New Findings, Pathophysiology, and Antigen Analysis in Pollen-Food Allergy Syndrome

Akiko Yagami; Motohiro Ebisawa

Disclosures

Curr Opin Allergy Clin Immunol. 2019;19(3):218-223. 

In This Article

Pollen-food Allergy Syndrome

PFAS is a type of contact allergic reaction that mainly occurs on oral contact with plant-based foods, such as raw fruit, vegetables, or nuts.[1,2]

The pathogenesis of PFAS is related to cross-allergenicity between pollens and foods.[3,4] PFAS requires prior sensitization to a cross-reacting inhalant allergen rather than direct sensitization to a specific food protein.

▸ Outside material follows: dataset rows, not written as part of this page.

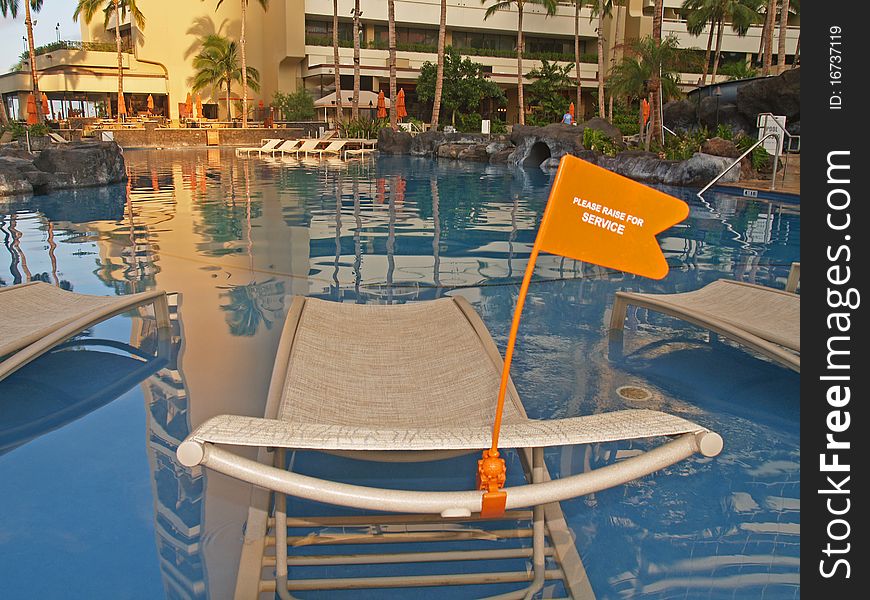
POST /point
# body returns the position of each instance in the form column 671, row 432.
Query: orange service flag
column 595, row 216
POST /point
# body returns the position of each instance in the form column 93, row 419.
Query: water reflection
column 237, row 238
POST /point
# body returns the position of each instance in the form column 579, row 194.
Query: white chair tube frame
column 455, row 503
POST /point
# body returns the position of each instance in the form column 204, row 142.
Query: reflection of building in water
column 178, row 492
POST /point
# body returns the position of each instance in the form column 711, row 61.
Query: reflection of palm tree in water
column 252, row 304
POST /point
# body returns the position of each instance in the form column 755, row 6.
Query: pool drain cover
column 632, row 392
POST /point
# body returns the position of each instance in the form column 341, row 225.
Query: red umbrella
column 32, row 119
column 382, row 105
column 400, row 105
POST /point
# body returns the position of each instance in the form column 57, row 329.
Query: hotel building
column 290, row 44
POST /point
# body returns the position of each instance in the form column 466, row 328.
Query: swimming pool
column 94, row 504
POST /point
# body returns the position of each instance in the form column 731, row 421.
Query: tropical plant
column 600, row 9
column 217, row 66
column 465, row 85
column 244, row 78
column 298, row 106
column 497, row 5
column 547, row 92
column 596, row 140
column 391, row 34
column 439, row 74
column 86, row 9
column 9, row 8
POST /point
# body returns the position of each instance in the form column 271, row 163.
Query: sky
column 52, row 13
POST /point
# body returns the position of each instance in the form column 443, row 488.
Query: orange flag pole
column 595, row 216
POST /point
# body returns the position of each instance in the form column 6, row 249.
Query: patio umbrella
column 31, row 110
column 382, row 106
column 400, row 105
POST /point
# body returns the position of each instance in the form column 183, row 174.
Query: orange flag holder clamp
column 595, row 216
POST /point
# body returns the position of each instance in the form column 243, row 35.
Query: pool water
column 94, row 505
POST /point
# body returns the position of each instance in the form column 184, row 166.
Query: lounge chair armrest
column 604, row 427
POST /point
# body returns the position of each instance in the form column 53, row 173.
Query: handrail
column 741, row 157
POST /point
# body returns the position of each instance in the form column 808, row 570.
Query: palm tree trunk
column 707, row 54
column 336, row 65
column 439, row 73
column 521, row 108
column 354, row 108
column 391, row 28
column 120, row 59
column 783, row 30
column 601, row 59
column 797, row 54
column 33, row 79
column 768, row 37
column 242, row 46
column 719, row 28
column 577, row 53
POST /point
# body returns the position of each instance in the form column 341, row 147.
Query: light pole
column 717, row 91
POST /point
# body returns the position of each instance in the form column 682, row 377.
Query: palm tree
column 119, row 8
column 600, row 9
column 217, row 65
column 391, row 25
column 550, row 6
column 643, row 59
column 242, row 47
column 336, row 64
column 783, row 30
column 439, row 73
column 10, row 8
column 354, row 107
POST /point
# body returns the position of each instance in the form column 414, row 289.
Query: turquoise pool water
column 94, row 506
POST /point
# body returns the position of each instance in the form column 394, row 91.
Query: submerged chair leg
column 281, row 533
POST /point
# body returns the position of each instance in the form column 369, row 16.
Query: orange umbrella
column 32, row 119
column 400, row 105
column 382, row 105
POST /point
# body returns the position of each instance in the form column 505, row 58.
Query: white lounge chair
column 407, row 383
column 268, row 144
column 334, row 147
column 35, row 317
column 762, row 318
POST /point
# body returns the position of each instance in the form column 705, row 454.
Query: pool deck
column 787, row 189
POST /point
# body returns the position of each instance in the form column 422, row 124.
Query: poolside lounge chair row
column 335, row 147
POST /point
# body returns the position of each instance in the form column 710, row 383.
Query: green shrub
column 361, row 128
column 598, row 141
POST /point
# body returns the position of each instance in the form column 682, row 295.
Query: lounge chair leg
column 617, row 316
column 281, row 533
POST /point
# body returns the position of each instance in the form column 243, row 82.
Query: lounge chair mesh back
column 388, row 366
column 32, row 311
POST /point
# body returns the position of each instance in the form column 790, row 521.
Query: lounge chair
column 268, row 144
column 35, row 317
column 333, row 148
column 407, row 383
column 306, row 147
column 762, row 318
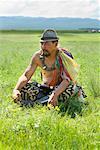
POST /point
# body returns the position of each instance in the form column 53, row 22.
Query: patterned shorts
column 36, row 93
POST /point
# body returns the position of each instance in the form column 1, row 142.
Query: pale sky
column 53, row 8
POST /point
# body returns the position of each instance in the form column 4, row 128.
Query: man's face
column 48, row 47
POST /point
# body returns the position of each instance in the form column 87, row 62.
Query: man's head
column 49, row 41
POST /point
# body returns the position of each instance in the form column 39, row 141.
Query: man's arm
column 54, row 96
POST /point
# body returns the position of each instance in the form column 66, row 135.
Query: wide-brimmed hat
column 49, row 35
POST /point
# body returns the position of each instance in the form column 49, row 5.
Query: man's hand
column 16, row 95
column 53, row 99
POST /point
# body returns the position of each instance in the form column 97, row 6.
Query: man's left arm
column 57, row 91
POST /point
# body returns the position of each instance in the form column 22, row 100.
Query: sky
column 53, row 8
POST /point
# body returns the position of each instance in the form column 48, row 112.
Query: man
column 56, row 83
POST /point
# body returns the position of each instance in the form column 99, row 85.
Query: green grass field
column 39, row 128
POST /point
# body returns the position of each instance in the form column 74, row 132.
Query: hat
column 49, row 35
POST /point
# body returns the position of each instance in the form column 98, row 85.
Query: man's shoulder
column 36, row 56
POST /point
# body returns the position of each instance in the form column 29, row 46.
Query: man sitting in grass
column 58, row 70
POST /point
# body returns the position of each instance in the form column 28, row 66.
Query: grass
column 39, row 128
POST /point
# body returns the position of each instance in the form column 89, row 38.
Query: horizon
column 57, row 8
column 53, row 17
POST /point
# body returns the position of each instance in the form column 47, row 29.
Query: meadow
column 39, row 128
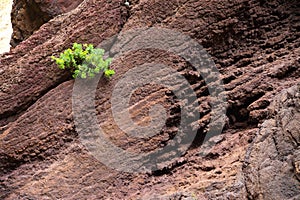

In a typical example of PFAS, oral mucosal symptoms appear when a patient with birch pollen allergy eats a food from the Rosaceae family.[5] The prevalence of PFAS in pollinosis patients is around 40–50% in Europe,[6–8] 20% in Mediterranean region (a birch-free and ragweed-free area),[9] and 41.7% in Korea.[10] In children with PFAS, Kim et al. described that the prevalence of OAS in children with atopic dermatitis and birch sensitization was 43.5%. On the basis of their results, they recommended that clinicians should be vigilant for OAS in patients with a high degree of sensitization to birch pollen and even young children if they have birch sensitization.[11] Olcese et al. also investigated Mal d 1 and Bet v 1 sensitization patterns in children with PFAS. They described that high-serum IgE to Bet v1 and to Mal d 1 levels may be reasonably predictive of true apple allergy in clinical situations.[12]